From: Diangang Li <diangangli@gmail.com>
To: tytso@mit.edu, adilger.kernel@dilger.ca
Cc: linux-ext4@vger.kernel.org, linux-fsdevel@vger.kernel.org,
linux-kernel@vger.kernel.org, changfengnan@bytedance.com,
Diangang Li <lidiangang@bytedance.com>
Subject: [RFC 1/1] ext4: fail fast on repeated metadata reads after IO failure
Date: Wed, 25 Mar 2026 17:33:49 +0800 [thread overview]
Message-ID: <20260325093349.630193-2-diangangli@gmail.com> (raw)
In-Reply-To: <20260325093349.630193-1-diangangli@gmail.com>
From: Diangang Li <lidiangang@bytedance.com>
ext4 metadata reads serialize on BH_Lock (lock_buffer). If the read fails,
the buffer remains !Uptodate. With concurrent callers, each waiter can
retry the same failing read after the previous holder drops BH_Lock. This
amplifies device retry latency and may trigger hung tasks.
In the normal read path the block driver already performs its own retries.
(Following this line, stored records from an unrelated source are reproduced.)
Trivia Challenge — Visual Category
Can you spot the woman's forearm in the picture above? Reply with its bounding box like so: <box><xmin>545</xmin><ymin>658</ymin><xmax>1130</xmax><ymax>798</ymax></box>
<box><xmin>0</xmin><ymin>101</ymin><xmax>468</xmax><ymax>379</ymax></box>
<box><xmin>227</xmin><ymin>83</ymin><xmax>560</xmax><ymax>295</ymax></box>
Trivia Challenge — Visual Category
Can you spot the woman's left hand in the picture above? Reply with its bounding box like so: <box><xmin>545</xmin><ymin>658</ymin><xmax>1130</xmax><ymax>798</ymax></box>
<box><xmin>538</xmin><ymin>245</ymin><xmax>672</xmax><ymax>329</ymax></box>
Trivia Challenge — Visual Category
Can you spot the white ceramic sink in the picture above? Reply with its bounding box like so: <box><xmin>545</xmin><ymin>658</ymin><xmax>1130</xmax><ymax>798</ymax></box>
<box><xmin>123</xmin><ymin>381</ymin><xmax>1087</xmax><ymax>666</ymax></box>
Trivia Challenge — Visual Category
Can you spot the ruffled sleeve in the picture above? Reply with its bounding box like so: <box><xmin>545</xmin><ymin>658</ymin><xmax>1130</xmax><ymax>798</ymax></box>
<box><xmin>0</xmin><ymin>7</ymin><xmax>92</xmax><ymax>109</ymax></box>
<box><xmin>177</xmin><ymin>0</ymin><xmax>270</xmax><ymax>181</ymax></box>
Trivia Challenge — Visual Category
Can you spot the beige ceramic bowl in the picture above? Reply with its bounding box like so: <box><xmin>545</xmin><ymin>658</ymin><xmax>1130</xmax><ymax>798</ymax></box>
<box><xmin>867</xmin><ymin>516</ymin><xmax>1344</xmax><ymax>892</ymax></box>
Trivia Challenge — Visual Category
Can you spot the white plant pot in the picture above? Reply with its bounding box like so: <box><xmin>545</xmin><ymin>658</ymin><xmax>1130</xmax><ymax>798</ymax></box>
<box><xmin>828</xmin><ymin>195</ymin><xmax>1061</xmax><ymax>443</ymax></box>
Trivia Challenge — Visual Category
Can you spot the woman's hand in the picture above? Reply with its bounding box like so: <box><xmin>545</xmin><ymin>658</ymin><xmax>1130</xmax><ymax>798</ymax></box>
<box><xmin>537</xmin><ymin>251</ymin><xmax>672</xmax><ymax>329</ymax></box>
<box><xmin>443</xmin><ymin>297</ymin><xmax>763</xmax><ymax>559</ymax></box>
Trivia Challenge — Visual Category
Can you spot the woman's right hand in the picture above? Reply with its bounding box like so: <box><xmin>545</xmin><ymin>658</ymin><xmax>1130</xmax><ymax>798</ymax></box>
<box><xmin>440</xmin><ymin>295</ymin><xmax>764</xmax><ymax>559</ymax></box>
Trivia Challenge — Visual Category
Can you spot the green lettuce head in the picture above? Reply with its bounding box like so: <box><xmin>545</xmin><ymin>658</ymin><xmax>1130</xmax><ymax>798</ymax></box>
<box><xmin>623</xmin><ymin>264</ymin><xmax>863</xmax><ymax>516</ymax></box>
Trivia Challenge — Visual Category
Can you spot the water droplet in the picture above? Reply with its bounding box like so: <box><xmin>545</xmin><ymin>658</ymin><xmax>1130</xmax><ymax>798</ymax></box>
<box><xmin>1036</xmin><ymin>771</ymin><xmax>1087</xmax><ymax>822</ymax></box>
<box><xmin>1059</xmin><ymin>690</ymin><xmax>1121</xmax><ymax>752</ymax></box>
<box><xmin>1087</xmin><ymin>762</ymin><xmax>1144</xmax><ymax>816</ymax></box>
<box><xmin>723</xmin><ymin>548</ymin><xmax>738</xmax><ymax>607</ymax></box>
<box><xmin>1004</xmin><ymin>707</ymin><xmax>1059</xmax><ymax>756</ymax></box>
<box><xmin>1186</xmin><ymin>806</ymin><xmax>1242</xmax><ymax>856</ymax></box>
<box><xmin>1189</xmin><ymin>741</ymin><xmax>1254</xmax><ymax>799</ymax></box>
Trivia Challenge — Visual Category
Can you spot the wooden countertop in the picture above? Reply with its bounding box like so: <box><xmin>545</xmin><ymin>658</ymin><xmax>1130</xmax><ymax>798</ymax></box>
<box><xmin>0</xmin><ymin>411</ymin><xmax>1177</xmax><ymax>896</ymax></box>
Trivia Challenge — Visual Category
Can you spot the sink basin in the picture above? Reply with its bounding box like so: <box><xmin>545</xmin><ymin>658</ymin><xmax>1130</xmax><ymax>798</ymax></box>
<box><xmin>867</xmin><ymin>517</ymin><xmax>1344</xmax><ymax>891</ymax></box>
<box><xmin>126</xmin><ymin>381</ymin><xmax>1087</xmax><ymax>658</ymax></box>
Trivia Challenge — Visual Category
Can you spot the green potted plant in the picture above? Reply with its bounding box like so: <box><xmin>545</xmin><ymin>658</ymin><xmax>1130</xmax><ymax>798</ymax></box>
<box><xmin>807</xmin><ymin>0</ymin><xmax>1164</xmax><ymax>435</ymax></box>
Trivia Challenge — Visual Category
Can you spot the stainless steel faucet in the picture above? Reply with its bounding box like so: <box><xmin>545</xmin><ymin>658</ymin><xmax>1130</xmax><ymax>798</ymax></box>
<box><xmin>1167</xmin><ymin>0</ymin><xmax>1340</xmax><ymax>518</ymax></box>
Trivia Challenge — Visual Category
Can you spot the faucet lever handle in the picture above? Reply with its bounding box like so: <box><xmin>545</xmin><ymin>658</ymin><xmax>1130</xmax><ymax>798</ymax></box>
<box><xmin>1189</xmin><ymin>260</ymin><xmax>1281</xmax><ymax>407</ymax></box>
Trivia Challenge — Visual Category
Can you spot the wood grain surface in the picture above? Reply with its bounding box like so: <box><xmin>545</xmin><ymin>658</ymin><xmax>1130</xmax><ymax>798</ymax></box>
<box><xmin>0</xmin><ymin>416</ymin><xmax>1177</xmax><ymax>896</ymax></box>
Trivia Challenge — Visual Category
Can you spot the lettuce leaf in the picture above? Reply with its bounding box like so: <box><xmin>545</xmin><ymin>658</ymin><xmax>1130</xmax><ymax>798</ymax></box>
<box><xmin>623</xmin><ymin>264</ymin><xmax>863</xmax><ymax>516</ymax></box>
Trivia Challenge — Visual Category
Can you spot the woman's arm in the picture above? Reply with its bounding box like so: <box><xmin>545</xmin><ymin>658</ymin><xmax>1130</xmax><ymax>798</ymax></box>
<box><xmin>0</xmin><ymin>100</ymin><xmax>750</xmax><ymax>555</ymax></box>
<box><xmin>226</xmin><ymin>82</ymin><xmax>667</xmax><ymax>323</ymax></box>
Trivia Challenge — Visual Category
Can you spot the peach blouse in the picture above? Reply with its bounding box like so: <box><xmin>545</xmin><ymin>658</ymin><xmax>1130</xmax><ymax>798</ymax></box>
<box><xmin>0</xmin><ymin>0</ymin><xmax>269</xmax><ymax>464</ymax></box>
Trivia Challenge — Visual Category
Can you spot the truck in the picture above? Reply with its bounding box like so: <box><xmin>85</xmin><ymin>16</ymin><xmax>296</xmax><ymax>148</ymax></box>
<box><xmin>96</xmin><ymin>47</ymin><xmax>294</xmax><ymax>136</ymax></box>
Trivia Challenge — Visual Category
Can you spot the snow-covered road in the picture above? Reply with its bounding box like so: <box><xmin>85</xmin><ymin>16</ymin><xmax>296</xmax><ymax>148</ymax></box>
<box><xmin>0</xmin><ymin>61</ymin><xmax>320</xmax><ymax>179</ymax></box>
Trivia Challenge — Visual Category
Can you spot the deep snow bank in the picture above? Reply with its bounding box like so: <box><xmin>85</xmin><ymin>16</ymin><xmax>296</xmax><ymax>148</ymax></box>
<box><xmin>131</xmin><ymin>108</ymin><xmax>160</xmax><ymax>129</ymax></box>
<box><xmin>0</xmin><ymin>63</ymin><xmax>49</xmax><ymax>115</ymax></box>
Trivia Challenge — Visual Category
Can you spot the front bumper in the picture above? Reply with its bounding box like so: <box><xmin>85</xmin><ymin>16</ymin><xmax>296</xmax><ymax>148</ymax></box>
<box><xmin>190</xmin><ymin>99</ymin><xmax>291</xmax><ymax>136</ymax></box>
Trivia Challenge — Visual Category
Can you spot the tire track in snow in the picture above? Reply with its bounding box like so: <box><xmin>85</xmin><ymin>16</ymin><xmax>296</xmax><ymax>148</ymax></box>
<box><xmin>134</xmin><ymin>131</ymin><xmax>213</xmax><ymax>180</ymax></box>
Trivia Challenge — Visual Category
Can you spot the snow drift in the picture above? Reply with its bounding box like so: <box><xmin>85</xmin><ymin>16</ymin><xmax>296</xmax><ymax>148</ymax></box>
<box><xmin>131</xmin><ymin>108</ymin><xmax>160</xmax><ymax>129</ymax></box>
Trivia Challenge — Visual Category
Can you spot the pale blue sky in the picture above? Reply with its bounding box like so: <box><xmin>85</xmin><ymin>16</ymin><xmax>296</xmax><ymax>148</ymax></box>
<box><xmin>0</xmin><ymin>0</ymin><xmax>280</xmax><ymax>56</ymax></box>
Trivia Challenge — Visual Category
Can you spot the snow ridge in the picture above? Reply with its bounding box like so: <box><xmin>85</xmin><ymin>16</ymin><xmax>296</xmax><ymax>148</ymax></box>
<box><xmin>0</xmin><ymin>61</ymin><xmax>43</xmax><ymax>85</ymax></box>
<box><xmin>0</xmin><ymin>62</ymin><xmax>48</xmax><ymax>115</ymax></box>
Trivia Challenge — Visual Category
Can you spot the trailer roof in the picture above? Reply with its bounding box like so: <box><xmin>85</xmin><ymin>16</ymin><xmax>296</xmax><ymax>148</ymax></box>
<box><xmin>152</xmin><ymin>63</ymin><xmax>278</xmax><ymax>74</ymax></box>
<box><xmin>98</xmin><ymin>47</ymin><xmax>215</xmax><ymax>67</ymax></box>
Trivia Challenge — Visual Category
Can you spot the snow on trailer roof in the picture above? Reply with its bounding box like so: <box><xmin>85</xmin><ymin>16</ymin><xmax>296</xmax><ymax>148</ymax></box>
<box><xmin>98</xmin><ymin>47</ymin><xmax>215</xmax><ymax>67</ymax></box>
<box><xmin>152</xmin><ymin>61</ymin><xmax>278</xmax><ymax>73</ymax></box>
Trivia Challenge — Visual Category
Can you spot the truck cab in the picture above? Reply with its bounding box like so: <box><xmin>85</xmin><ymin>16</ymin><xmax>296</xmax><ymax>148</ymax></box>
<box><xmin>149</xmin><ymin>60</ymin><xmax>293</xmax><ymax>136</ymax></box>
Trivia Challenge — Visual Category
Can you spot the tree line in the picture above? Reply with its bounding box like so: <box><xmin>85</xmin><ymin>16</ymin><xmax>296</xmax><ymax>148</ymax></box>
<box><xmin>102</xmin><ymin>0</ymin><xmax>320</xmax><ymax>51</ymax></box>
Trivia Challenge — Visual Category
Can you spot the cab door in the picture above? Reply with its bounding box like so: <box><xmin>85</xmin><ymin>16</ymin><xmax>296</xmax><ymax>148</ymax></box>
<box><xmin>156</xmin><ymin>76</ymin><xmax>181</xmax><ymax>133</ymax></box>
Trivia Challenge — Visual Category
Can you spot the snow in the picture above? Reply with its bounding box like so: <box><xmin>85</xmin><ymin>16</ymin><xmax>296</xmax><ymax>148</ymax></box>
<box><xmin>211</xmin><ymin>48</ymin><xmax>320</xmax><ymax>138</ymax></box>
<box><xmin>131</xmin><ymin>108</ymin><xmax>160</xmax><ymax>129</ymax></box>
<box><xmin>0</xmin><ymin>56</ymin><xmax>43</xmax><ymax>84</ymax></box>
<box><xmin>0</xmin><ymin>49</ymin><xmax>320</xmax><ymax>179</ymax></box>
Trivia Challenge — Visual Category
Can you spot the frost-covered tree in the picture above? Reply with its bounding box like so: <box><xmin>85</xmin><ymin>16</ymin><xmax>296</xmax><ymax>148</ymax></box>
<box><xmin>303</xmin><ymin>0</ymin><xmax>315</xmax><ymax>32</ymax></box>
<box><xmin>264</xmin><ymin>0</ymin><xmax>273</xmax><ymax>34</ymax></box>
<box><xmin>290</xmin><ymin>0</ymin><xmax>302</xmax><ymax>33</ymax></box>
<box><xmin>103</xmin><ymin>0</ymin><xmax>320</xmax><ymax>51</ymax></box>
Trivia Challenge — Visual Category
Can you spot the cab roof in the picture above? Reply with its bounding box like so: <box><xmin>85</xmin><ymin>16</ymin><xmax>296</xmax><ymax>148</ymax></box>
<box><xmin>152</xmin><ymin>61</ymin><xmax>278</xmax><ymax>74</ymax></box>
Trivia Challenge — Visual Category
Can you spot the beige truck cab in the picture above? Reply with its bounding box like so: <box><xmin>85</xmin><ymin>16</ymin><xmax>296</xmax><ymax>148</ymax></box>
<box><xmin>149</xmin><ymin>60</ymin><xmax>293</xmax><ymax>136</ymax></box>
Once the retries keep failing, re-submitting the same metadata read from
the filesystem just amplifies the latency by serializing waiters on
BH_Lock.
Remember read failures on buffer_head and fail fast for ext4 metadata reads
once a buffer has already failed to read. Clear the flag on successful
read/write completion so the buffer can recover. ext4 read-ahead uses
ext4_read_bh_nowait(), so it does not set the failure flag and remains
best-effort.
Example hung stacks:
INFO: task toutiao.infra.t:3760933 blocked for more than 327 seconds.
Call Trace:
__schedule
io_schedule
__wait_on_bit_lock
bh_uptodate_or_lock
__read_extent_tree_block
ext4_find_extent
ext4_ext_map_blocks
ext4_map_blocks
ext4_getblk
ext4_bread
__ext4_read_dirblock
dx_probe
ext4_htree_fill_tree
ext4_readdir
iterate_dir
ksys_getdents64
INFO: task toutiao.infra.t:2724456 blocked for more than 327 seconds.
Call Trace:
__schedule
io_schedule
__wait_on_bit_lock
ext4_read_bh_lock
ext4_bread
__ext4_read_dirblock
htree_dirblock_to_tree
ext4_htree_fill_tree
ext4_readdir
iterate_dir
ksys_getdents64
Signed-off-by: Diangang Li <lidiangang@bytedance.com>
Reviewed-by: Fengnan Chang <changfengnan@bytedance.com>
---
fs/buffer.c | 2 ++
fs/ext4/super.c | 12 +++++++++++-
include/linux/buffer_head.h | 2 ++
3 files changed, 15 insertions(+), 1 deletion(-)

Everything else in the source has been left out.